患者発のデータは宝?

 武藤氏は中国を例に出して、医療の仕組みが大きく変わっている状況について紹介。その一つが「無人クリニック」だ。

 「そこに入ると、声や動きがカメラで撮られ、そこから自動問診が行われて、1分ほどでおおむねの診断ができるようになっている。オンラインで医師と話すことも可能で、診断がつけられた後、薬の自動販売機で薬を受け取る」と武藤氏は説明する。中国では人口増加に対応できる医療の担い手不足を、こうしたICTの活用で乗り切ろうとしている。少子高齢化などの問題が横たわる日本にも、「こうしたイノベーションの波が来る」とみている。

 ICT活用という観点から、医療現場で武藤氏が解決すべき問題の一つと見るのは、患者の服薬管理がうまくできていないこと。「慢性疾患の薬は、医師の管理下に置かれておらず、患者さんが自分で飲んでいるのが前提になるが、薬が本当に使用されているかが分からない。医療現場を見ると、実際にいまの医療でできていないことがある。本来、私たちが知るべき情報が入ってこない。患者に伝えたくても伝える暇がない。慢性疾患の管理は難しく、どうにかしないといけない」。

 いくら薬があっても、使われなければ効くはずがない。「薬を出してどうやっていい形で使ってもらえるか。本当のバリューを出すことを考えるフェーズにある」と武藤氏は話す。

 武藤氏らが推し進めようとするのが、患者自らがデータを記録し出していく仕組みである。

 これは、PRO(patient reported outcomes:患者報告アウトカム)と呼ばれているものだ。PROは、医師など医療従事者が検査などで評価するのではなく、患者自らが患者の症状やQOLを測定して評価する。スマートフォンなどの電子機器を使ってデータをやりとりする仕組みに注目して、電子的PRO=ePROと呼ばれることもある。

 前述の通り、現在では患者がうまく薬が使えているかなどが見えづらい。患者の行動を変容させて、治療の結果を上げることが欠かせない。それに対して、YaDocの中では、患者の血圧や食生活などのモニタリングなどを可能としてきた。医師が問診をしたり、診察をしたりすることもできる。

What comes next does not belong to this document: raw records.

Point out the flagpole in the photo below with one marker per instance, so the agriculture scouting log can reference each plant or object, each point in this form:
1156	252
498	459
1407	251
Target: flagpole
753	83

 武藤氏は、YaDocの中で、COPDの症状を把握するためのチェックシート「CAT(COPD Assessment Test)」の利用を拡大し、COPDの症状についても見える化を進めてきた。CATでは、呼吸機能に関連した8項目をそれぞれ0~5点で評価。合計スコアが高くなると悪化していると判断することができる。数字に応じて患者を医療機関に呼んだり、薬の変更や禁煙などを指示したりすることが可能となる。

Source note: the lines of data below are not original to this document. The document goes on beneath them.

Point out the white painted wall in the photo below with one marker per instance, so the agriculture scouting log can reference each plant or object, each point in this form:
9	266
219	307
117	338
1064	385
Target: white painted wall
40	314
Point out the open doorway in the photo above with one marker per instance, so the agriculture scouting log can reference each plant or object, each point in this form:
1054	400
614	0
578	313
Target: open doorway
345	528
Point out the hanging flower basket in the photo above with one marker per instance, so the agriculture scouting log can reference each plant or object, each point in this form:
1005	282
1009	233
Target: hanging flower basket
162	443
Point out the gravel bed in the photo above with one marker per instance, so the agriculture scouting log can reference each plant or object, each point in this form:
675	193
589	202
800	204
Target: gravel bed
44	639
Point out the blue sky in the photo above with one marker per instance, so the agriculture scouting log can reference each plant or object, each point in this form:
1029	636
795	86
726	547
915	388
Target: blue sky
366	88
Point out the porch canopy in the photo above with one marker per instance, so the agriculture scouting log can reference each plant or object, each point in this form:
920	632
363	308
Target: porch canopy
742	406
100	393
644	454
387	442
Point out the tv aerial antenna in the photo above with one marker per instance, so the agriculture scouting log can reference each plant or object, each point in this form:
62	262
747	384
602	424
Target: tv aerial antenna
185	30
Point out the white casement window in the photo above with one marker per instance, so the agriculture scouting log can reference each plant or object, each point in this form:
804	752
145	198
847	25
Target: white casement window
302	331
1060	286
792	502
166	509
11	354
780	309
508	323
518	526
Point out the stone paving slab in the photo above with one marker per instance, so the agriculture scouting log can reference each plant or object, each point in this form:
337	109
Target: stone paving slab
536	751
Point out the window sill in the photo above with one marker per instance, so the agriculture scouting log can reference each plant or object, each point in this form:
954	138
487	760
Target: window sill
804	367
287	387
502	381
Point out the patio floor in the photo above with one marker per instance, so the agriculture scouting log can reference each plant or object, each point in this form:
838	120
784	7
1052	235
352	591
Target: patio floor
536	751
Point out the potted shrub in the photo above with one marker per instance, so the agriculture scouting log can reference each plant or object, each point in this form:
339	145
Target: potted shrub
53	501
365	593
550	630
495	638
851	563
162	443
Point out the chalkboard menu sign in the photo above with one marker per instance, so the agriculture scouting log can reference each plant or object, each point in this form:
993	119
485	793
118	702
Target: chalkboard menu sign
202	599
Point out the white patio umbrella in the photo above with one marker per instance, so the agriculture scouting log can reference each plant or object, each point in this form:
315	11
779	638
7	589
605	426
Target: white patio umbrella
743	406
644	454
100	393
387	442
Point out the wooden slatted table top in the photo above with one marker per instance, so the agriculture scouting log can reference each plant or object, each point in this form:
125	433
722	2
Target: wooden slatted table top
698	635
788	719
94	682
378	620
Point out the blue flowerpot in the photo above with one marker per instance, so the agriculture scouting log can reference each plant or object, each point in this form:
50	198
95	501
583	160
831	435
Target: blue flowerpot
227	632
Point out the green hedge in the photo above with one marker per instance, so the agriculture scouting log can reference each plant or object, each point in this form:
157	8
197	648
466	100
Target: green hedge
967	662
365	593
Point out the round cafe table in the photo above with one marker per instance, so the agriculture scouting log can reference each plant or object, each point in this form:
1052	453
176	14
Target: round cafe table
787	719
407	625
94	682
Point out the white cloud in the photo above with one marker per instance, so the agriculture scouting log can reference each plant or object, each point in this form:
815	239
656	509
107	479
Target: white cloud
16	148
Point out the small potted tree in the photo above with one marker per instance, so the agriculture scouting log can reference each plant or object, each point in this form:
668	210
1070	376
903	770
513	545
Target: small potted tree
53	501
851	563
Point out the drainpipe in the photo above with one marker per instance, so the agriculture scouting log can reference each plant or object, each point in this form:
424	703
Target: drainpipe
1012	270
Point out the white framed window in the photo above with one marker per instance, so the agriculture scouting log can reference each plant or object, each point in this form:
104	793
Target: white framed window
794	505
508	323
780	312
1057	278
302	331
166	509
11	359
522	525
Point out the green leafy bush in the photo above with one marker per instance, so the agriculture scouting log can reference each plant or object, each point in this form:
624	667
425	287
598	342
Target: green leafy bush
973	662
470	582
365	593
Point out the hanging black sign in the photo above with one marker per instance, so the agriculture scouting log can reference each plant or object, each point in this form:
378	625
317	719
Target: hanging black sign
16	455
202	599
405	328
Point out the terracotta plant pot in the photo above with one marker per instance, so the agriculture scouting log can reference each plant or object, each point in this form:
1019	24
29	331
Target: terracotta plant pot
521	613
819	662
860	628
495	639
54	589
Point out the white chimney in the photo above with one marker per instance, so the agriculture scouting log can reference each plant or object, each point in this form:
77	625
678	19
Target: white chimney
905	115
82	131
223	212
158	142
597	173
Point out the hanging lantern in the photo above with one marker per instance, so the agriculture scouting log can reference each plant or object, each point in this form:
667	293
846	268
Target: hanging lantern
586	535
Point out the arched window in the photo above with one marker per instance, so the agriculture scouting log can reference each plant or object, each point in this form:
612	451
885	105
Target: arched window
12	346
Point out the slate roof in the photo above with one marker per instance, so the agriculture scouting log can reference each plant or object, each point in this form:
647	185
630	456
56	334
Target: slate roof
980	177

 武藤氏は、「COPDの潜在患者数は約530万人ともいわれ、治療を受けている患者数は約26万人と4.9%にとどまる。COPDに起因する1人当たりのコストは、生産性損失も含めると年間119万円。早期診断と早期対応によってリスク低減の可能性がある」と説明。既にCATの導入施設数は55施設となり、2624人を登録して、CAT回答総数は2493になった。